On being judgemental – why I could never sit at an Iron Chef’s table

I don’t really watch TV. I am too busy scouring the world for ideas and inspiration, and I find most of what is on television these days to be of little value.  That’s a personal belief and not a judgement on those of you who do enjoy watching the picture box. If it provides an uplifting moment to an otherwise dreary day, makes you laugh, or you find some measure of education in its offerings, more the power to you.

I do get collateral exposure to the telly’s contents when my wife does watch it. She’s a huge fan of all the home renovation, decorating, and cooking shows out there. One indelible impression that I have been left with is that I would be a terrible cooking competition judge. When I see the likes of Mr. Ben-Israel or Mr. Steingarten slam into people who have put their hearts out on their plates, I have to grant them some measure of respect, despite their frequent appearance as insufferable jerks as they render judgement upon the people that stand before them.
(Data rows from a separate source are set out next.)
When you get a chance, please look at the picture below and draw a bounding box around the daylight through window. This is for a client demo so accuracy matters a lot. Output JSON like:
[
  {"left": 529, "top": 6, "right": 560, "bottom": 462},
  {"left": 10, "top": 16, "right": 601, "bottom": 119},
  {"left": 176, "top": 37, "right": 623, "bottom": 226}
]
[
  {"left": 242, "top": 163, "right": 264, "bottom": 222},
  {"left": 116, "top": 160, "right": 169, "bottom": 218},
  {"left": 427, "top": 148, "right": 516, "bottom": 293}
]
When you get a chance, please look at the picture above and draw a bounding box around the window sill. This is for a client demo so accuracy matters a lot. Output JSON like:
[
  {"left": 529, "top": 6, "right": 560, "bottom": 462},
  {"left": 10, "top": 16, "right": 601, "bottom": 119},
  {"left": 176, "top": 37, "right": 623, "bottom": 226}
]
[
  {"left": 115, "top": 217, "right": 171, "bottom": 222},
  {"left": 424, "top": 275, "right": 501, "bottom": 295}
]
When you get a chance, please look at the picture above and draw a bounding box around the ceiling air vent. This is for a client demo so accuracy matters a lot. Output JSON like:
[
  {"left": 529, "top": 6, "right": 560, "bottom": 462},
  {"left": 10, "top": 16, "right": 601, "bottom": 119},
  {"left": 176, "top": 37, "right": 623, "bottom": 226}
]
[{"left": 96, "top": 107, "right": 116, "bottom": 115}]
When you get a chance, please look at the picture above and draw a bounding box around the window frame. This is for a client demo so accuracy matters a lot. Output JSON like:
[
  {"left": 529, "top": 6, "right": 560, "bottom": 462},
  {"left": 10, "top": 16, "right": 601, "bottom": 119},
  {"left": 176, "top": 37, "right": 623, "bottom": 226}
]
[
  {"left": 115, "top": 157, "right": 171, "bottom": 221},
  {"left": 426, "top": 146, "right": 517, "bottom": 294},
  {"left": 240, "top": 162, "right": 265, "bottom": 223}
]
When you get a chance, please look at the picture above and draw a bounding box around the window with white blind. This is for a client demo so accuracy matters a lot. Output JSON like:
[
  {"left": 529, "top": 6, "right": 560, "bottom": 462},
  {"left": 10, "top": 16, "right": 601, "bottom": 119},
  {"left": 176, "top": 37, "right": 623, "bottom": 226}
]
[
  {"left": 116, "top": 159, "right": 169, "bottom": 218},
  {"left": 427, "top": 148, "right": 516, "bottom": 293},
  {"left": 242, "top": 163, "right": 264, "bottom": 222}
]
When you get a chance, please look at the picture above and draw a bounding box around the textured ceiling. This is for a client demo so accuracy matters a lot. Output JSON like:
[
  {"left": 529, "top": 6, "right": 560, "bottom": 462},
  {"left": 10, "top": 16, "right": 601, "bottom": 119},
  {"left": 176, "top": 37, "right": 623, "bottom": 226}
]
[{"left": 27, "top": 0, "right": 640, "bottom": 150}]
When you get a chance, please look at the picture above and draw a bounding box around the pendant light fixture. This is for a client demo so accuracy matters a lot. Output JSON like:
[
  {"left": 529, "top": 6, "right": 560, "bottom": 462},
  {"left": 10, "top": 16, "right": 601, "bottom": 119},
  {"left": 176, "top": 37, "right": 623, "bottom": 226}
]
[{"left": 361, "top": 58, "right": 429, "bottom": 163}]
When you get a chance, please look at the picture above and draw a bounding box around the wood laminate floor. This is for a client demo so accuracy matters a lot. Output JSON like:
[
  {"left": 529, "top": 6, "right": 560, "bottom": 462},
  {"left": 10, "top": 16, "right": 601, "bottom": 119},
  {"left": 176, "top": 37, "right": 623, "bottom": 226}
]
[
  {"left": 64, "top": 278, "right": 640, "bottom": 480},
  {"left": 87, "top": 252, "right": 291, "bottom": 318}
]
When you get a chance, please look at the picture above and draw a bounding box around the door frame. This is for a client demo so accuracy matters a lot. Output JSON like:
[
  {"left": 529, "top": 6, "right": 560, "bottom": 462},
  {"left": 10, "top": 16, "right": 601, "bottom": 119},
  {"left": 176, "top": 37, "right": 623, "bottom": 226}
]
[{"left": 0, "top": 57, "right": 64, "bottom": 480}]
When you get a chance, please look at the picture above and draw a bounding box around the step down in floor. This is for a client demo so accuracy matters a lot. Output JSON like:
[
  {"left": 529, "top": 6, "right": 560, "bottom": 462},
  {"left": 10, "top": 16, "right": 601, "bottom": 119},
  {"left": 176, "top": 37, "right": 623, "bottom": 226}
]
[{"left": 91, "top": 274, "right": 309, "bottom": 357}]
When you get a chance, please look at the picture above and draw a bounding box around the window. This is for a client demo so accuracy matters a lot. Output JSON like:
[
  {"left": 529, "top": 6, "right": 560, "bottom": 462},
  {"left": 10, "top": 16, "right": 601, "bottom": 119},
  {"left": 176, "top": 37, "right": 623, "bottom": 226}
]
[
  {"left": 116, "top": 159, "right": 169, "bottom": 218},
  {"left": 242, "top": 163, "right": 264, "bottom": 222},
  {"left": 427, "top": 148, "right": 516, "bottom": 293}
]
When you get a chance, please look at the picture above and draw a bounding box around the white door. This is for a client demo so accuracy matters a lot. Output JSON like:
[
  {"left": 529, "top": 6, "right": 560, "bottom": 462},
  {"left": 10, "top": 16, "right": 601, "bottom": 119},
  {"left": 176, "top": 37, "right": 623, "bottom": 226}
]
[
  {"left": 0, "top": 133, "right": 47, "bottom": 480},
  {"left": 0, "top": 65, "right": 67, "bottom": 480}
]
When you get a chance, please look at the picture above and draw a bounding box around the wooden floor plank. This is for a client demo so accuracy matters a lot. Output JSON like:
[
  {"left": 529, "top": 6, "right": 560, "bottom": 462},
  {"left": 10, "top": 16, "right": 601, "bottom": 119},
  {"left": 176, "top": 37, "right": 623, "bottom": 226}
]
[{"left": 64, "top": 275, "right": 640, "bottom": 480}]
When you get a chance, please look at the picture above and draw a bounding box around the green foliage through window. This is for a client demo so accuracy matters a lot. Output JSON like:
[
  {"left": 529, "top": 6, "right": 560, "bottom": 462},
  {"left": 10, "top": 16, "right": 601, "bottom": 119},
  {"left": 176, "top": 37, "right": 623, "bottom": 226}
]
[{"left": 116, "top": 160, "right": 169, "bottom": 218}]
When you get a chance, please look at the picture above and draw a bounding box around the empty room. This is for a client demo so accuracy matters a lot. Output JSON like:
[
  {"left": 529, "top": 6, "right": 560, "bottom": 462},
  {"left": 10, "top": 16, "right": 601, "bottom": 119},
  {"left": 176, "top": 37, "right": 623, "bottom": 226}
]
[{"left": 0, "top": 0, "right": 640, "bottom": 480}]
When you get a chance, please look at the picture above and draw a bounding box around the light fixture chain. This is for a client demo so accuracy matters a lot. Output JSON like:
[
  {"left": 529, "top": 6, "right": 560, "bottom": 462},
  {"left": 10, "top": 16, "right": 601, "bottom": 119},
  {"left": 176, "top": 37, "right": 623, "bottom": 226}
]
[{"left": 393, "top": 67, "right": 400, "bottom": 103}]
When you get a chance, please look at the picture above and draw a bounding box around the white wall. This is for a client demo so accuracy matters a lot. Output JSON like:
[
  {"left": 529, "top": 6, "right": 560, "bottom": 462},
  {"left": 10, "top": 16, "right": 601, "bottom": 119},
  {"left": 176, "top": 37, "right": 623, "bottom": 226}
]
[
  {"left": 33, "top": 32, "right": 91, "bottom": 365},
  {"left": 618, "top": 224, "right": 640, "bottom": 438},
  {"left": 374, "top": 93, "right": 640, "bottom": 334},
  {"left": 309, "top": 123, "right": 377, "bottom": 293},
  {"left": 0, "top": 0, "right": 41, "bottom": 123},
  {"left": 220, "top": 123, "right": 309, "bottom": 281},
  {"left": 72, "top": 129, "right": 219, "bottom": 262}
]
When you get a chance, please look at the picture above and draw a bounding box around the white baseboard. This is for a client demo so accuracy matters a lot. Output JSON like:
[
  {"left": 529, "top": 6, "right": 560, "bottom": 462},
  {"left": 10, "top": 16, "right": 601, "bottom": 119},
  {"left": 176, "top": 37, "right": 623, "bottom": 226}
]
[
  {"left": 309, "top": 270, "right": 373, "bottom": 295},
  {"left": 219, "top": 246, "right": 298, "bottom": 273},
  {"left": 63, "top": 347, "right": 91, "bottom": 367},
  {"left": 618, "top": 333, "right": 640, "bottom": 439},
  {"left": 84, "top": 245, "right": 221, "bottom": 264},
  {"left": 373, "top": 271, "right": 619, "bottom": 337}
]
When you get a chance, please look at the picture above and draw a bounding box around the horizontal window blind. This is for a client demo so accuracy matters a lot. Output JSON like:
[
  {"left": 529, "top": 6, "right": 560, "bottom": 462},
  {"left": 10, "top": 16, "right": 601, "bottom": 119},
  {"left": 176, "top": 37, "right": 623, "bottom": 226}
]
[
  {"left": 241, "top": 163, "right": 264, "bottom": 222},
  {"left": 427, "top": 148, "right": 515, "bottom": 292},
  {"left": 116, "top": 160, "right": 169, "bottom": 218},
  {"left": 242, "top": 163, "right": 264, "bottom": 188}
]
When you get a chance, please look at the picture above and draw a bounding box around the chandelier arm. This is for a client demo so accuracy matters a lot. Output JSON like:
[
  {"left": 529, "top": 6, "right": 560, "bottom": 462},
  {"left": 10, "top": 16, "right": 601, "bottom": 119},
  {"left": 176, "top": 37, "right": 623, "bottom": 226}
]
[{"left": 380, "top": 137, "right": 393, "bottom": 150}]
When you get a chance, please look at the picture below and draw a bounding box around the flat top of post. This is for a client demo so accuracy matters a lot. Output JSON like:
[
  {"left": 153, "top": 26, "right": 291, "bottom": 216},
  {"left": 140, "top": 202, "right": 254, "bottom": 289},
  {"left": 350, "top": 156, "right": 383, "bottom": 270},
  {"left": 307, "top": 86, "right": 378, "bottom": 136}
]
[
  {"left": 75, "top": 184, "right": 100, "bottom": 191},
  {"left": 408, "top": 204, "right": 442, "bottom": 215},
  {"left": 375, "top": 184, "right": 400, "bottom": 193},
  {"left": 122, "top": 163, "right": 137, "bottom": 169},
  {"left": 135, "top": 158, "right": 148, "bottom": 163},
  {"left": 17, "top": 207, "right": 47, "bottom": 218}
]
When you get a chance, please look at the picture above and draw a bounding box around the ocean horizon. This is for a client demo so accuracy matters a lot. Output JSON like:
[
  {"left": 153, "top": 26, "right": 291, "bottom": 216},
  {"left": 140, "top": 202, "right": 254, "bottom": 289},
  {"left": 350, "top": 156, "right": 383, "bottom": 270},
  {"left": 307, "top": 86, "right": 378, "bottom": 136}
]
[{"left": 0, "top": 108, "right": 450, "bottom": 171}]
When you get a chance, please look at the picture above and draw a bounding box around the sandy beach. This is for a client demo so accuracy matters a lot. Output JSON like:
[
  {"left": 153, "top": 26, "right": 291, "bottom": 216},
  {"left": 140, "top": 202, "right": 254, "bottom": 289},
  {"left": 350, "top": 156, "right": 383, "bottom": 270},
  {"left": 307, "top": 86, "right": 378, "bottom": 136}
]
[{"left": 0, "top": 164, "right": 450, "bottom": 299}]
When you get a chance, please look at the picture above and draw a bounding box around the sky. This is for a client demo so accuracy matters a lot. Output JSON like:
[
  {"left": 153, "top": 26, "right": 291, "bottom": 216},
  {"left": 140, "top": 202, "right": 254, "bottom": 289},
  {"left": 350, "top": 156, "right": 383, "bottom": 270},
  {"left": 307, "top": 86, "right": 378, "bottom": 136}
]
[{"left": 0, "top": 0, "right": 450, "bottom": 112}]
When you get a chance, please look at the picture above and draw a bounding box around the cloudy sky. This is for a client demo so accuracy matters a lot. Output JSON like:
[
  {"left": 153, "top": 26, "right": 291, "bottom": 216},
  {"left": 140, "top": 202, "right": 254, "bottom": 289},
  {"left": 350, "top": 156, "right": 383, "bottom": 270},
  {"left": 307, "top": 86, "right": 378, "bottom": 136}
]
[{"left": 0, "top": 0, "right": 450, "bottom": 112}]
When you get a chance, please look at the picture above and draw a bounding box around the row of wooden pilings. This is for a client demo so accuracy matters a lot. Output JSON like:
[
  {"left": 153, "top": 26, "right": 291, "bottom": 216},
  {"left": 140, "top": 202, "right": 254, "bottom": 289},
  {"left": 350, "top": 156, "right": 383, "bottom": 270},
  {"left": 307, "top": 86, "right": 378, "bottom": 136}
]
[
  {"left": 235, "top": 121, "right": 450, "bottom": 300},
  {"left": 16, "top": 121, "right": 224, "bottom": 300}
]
Were I in a similar position, the moment one of those dishes would be laid out on the table in front of me, it would disappear in a puff of cake shrapnel or splashes of savoury sauce. “Omnomomonomonom!”

Artist’s rendition of Max Shields as a Food Channel judge.

Before the cameras would have had time to pan back fro the Chairman for the chef to explain his magnificent creation, only crumbs would remain on my plate. I like food, you see. I’d probably beg forgiveness the first time, and ask for seconds that I may properly judge. But after the third or fourth time, they’d probably be on to me, so I’d be reduced to picking food off of the other judges’ plates for a while. Even though I’m a nice guy and not really one to degrade the people that hand me food, I am a right proper savage when someone tries to take something away from me without my permission, particularly when food is at stake. Any attempts by the other judges to keep me from accessing their plates would be met with vicious snarling, drooling, and a flashing of fangs. Hungry wolves have got nothing on me.

You think he’s scary? Just you try and take food away from me!

This may somewhat affect the panel’s ability to provide a full review of the meals that have been laid out before them, but I think I can handle that with a “too right!” to one and an “attaboy!” to the other competitor, perhaps an invite out for a beer after the show, because if you’ve put food on my plate, you’re awesome in which way I look at it. We can all be winners, so long as you feed me.

Viewers would probably be more entertained as a wrestling match ensues behind the table, which would probably be good for the show, too. It’s all about the ratings, baby!